With the increase in first-generation college students on campus, TRiO is a program designed to serve those students by being a resource to them academically, financially and even socially. TRiO began in September 2015 when APU recognized a significant peak in underrepresented students, both first-generation and low-income.

According to TRiO Director LaTesha Hagler, 2011–13 statistics show that first-generation students made up about 25 percent of the institution’s population. With the expectation that this number will grow, TRiO has built upon its resources and has plans to continue to do so in the near future.

The program allows for 140 undergraduate students who identify as first-generation to take part in opportunities like academic success coaching, faculty and peer mentoring, financial support and financial and economic literacy. TRiO students are also given the privilege of participating in a number of school-wide events, like the High Sierra retreat to give them insight of what a semester would be like outside of APU.

“I have been able to go to Israel with TRiO,” said A’lea Render, a junior cinematic arts major. “The bonds and relationships formed during that time are unbelievable.”

As a junior, Render is not only a TRiO participant but a mentor, too. The mentorship interaction creates a space for TRiO students to talk about their experiences and voice any of their concerns. It seeks to increase their validation and show them exactly why they matter on campus and in the world.

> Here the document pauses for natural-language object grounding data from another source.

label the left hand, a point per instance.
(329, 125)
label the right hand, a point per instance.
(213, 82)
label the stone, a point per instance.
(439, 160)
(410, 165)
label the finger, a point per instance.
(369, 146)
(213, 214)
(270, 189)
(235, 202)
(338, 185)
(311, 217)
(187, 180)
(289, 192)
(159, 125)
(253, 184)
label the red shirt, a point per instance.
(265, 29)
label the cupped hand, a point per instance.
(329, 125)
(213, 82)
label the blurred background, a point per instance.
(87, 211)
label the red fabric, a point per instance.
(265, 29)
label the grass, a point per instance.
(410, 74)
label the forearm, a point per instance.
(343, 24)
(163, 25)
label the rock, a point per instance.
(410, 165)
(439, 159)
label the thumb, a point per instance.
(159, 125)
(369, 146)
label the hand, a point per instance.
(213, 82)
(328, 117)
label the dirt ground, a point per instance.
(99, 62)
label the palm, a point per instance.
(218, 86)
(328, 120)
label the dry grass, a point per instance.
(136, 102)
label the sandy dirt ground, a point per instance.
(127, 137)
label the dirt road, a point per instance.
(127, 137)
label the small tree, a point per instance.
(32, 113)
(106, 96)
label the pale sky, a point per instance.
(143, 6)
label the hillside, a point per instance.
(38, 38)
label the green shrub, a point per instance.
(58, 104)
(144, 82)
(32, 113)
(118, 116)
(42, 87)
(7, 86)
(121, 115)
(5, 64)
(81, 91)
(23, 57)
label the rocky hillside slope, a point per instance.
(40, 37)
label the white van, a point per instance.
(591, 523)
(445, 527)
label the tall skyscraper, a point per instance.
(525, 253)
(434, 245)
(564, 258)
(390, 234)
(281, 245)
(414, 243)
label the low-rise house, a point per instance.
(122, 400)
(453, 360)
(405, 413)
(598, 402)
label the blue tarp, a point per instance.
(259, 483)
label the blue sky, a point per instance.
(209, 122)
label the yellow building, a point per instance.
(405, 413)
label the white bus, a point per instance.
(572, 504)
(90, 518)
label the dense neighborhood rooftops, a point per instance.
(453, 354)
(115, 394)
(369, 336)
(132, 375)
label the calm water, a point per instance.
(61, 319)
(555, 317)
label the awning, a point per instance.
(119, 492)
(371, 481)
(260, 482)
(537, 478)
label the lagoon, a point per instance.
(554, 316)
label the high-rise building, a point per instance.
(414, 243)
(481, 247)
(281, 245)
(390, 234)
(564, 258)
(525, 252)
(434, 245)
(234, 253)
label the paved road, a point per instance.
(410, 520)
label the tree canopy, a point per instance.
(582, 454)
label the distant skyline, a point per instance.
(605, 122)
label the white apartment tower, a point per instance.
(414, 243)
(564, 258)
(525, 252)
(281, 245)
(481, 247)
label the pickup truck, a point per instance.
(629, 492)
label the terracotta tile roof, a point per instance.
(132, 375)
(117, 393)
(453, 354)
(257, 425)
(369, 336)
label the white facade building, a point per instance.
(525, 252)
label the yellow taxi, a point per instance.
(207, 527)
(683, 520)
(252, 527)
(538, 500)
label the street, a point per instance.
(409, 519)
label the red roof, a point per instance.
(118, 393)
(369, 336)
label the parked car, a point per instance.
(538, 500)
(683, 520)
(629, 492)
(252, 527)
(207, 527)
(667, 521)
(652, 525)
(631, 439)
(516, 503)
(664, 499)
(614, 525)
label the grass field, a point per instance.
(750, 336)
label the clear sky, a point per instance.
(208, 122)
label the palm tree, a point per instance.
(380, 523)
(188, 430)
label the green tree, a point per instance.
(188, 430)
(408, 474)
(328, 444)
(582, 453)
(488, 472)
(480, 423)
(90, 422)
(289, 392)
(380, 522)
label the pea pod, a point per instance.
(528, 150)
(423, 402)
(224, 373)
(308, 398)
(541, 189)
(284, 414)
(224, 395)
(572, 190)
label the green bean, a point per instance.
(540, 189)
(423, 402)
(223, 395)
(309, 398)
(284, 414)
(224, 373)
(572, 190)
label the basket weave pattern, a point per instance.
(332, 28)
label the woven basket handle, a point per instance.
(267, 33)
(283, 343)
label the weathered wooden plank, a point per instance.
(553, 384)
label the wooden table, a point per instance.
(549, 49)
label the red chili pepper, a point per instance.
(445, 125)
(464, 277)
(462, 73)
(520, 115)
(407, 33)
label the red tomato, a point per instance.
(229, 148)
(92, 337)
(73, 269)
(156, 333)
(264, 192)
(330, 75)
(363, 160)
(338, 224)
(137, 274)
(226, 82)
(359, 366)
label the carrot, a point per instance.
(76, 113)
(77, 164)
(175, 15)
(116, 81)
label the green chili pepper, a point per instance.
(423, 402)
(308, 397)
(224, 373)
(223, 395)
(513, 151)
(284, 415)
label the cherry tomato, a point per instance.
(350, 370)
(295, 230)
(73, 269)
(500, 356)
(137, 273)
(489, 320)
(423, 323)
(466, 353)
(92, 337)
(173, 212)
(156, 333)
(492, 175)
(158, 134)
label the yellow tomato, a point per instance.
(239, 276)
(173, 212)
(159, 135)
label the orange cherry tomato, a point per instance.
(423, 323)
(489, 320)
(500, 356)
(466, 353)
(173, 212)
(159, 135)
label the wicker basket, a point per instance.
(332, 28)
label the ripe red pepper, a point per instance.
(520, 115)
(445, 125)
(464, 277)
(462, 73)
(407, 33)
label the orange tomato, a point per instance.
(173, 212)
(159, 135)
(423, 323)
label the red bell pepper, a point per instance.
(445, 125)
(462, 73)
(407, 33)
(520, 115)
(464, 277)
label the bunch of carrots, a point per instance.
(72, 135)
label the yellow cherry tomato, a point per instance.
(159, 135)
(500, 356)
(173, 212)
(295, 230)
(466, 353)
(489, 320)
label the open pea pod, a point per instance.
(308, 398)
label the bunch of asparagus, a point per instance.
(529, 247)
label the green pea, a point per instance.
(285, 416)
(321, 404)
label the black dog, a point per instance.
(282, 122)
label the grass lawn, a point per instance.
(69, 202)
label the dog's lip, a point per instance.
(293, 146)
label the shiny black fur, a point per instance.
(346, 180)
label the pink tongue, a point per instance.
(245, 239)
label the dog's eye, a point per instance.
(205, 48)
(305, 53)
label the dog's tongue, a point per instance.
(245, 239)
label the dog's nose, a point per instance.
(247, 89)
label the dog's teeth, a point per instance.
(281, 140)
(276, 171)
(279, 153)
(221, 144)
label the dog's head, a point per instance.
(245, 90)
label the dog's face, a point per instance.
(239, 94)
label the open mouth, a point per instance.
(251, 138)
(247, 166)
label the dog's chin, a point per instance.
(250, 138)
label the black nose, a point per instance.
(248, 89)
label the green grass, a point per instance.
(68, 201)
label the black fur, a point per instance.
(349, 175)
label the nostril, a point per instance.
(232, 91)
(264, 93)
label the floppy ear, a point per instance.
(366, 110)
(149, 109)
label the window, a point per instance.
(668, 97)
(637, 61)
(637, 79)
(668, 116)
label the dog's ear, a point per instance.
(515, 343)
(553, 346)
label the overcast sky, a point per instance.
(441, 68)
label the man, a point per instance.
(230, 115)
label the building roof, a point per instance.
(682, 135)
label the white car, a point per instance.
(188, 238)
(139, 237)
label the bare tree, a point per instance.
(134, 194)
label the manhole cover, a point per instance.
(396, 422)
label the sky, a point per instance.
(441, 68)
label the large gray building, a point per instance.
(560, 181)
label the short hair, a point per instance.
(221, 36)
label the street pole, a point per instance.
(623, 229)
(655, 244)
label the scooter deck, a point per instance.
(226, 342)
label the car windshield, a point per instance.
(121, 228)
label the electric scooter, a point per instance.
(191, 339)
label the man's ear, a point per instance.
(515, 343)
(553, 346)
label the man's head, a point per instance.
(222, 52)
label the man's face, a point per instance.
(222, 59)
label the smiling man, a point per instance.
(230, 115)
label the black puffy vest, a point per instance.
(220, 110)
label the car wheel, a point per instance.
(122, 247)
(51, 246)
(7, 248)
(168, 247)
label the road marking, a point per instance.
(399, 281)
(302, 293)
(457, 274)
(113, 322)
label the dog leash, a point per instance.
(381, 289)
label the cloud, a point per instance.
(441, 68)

“I truly believe that if we fail to support the marginalized students on this campus, we are going to fail to retain them,” said Jennifer Godoy, the graduate assistant for TRiO’s first-year and sophomore students.

TRiO increases retention, academic standing and graduation rates for first-generation students through various workshops and privileges granted to them through their involvement. These workshops address topics like the importance of good credit or how to properly fill out the FAFSA, and are open to both students and their families. Additionally, students get help putting together their four-year plan and are granted priority registration and tutoring if needed.

“Sometimes students feel like they’re classified or they’re stereotyped as being low-income or first-generation, but we take value in that,” Hagler said.

Due to the program’s success and its current waiting list, Hagler hopes to see more TRiO programs in the future. Because this program is only for undergraduates, Hagler wishes to have a Magnar program where graduate students can be supported, too. In addition to these, she also wants to see an Upward Bound program come to life.

TRiO has partnered with other offices on campus that also support the needs of first-generation students. During New Student Orientation, TRiO hosts workshops to bring awareness to the significance of first-generation students. They also collaborate with the Student Center for Reconciliation and Diversity (SCRD) to create a sense of unity among their participants.

“First-generation students have a unique story, and their reality differs from the majority of students that actually exists here at APU,” Hagler said.

TRiO is intentionally creating an atmosphere for first-generation students to feel secure, welcomed and needed on campus. TRiO is currently located in the Undergraduate Academic Success Center in front of One Stop.